Other highlights in his political career include the membership of the Madras Presidency Legislative Council from 1930 to 1936, and a stint in 1937 as the Public Works Minister under the leadership of K. Venkata Reddy Naidu.

He was personally close to Periyar E.V. Ramasamy, K.A.P. Viswnatham, P.T. Rajan and Sir A.T. Panneerselvam, with political affiliations obviously no impediment to their friendship.

P. Khalifullah was openly supportive of Periyar's Self-Respect movement, though not of its atheist tenets.

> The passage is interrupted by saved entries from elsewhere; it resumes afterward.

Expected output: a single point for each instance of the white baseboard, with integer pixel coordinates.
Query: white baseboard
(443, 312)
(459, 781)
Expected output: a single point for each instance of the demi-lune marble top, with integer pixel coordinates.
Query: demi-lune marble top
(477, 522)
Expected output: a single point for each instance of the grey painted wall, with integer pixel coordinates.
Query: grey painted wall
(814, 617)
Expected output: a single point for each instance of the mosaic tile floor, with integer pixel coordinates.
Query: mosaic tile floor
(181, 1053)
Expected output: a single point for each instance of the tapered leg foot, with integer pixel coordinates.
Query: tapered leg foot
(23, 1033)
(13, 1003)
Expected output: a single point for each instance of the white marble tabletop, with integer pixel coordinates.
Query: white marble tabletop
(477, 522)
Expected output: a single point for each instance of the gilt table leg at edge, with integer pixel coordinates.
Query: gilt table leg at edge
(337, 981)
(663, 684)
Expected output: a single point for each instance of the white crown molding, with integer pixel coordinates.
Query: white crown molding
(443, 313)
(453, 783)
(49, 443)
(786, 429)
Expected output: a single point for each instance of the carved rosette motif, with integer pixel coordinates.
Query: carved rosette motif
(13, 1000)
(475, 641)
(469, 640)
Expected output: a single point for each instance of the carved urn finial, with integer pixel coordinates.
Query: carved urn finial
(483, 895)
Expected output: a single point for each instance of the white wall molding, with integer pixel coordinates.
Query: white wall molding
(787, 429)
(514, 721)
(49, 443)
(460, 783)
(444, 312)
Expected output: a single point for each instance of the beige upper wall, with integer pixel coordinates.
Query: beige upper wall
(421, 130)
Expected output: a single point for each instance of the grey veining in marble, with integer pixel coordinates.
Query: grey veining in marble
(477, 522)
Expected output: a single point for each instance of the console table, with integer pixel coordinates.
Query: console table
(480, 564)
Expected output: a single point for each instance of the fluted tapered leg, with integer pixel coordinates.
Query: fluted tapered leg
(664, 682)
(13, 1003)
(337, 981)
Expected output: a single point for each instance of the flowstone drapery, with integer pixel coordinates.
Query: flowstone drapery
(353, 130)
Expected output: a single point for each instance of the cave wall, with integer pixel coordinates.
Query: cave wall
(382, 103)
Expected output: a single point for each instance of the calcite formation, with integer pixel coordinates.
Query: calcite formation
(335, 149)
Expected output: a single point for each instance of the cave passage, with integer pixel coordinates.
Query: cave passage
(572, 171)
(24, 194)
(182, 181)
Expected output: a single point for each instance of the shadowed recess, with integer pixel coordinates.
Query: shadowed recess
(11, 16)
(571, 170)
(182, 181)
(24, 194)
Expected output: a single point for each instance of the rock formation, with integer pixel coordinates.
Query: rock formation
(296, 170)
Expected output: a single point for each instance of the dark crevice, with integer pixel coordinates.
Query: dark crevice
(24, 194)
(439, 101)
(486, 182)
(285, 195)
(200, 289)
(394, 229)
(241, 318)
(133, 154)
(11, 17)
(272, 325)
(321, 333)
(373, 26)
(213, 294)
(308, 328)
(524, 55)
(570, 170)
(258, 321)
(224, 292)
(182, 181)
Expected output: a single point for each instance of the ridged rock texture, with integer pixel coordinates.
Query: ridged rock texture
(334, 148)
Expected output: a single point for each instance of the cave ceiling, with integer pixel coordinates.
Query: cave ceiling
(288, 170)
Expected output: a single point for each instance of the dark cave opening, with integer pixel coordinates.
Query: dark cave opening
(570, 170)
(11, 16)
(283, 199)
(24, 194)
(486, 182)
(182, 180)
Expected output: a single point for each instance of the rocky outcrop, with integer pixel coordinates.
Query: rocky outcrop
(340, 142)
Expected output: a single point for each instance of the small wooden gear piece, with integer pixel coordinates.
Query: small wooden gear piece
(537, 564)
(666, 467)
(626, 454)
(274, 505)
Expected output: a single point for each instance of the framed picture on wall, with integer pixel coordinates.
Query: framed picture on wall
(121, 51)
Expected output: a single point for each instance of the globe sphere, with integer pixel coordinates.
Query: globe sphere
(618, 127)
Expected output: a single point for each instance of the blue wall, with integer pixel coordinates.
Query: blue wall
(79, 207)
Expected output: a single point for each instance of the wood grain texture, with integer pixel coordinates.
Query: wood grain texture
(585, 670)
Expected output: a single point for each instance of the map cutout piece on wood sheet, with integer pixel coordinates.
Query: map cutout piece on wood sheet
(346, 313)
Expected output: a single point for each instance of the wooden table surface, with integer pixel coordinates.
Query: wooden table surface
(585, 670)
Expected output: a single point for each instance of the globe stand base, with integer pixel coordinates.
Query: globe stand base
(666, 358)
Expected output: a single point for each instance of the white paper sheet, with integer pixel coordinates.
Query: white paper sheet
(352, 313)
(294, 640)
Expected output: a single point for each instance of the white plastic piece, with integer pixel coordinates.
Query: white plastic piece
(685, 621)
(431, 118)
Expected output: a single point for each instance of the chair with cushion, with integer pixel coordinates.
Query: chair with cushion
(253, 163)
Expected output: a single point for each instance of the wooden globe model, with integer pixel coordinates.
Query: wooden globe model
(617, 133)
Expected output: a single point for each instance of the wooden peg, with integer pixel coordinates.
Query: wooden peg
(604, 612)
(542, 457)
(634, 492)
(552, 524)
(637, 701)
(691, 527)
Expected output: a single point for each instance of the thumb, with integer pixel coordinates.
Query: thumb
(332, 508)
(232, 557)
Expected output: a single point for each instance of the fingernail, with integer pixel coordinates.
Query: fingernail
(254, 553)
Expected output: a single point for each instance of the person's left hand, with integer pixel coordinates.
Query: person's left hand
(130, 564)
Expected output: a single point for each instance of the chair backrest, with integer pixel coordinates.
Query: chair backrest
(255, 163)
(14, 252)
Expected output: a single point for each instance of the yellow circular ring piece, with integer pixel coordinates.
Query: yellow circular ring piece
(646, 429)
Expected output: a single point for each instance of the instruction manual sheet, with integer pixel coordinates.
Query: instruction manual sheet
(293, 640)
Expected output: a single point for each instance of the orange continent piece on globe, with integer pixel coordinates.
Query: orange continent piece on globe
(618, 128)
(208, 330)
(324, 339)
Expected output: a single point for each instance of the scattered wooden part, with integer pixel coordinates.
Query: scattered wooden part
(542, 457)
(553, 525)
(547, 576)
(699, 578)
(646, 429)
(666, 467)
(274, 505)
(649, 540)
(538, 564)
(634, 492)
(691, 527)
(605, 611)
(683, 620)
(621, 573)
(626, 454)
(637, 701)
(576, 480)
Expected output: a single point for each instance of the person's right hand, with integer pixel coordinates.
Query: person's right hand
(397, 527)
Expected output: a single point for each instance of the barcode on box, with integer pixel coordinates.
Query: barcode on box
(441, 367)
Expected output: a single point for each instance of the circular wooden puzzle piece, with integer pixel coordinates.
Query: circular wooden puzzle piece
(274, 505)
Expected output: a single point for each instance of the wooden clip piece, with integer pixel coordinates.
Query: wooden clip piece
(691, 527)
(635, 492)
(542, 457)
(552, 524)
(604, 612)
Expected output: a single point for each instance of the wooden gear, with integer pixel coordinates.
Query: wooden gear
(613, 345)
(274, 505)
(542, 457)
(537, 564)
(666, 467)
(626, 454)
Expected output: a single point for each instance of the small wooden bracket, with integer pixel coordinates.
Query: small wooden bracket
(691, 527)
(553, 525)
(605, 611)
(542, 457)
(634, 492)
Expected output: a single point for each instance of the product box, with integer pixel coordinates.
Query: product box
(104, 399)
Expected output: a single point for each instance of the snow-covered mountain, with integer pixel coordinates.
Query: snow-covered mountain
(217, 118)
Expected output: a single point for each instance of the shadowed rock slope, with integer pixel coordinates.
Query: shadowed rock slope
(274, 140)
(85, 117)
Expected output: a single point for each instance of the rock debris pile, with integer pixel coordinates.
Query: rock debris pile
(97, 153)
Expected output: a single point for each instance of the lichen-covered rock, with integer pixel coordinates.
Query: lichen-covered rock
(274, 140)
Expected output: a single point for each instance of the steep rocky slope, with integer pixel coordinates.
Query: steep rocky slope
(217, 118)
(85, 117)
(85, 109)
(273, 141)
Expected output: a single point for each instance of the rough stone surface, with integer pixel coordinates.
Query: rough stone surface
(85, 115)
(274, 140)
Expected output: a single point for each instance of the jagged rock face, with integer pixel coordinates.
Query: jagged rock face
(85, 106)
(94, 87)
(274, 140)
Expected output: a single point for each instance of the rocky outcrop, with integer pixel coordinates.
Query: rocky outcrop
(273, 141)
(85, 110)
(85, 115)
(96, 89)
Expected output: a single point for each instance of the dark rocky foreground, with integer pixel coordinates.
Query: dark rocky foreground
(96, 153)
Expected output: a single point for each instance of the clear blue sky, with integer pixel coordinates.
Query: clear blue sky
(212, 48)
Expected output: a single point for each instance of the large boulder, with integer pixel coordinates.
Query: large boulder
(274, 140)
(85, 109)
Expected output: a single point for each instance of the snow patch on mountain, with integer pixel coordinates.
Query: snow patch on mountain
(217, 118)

He was a vocal opponent of the introduction of compulsory Hindi lessons in the south, and with Periyar, flagged off the 100 Anti-Hindi Volunteers march in 1938. Later on, though, he dissociated himself from the demand for a separate ‘Dravida Nadu’ by the Dravidian Movement as also Mohamed Ali Jinnah's move for partition. He belonged to the All-India Muslim League and was elected to the Madras Legislative Assembly from Tiruchirappalli in the 1937 elections. He was sympathetic to the cause of Periyar E. V. Ramasamy (Periyar) and his Self-Respect Movement. In 1937, he spoke against the introduction of compulsory Hindi classes in the Madras legislature and later participated in the anti-Hindi agitation started by Periyar. He was a lawyer by profession and was known by his honorifics as Khan Bahadur P. Khalifulla Sahib Bahadur. He was also a member of the Madras Legislative Council during the early 1930s. He was the Dewan of Pudukottai after his withdrawal from political work.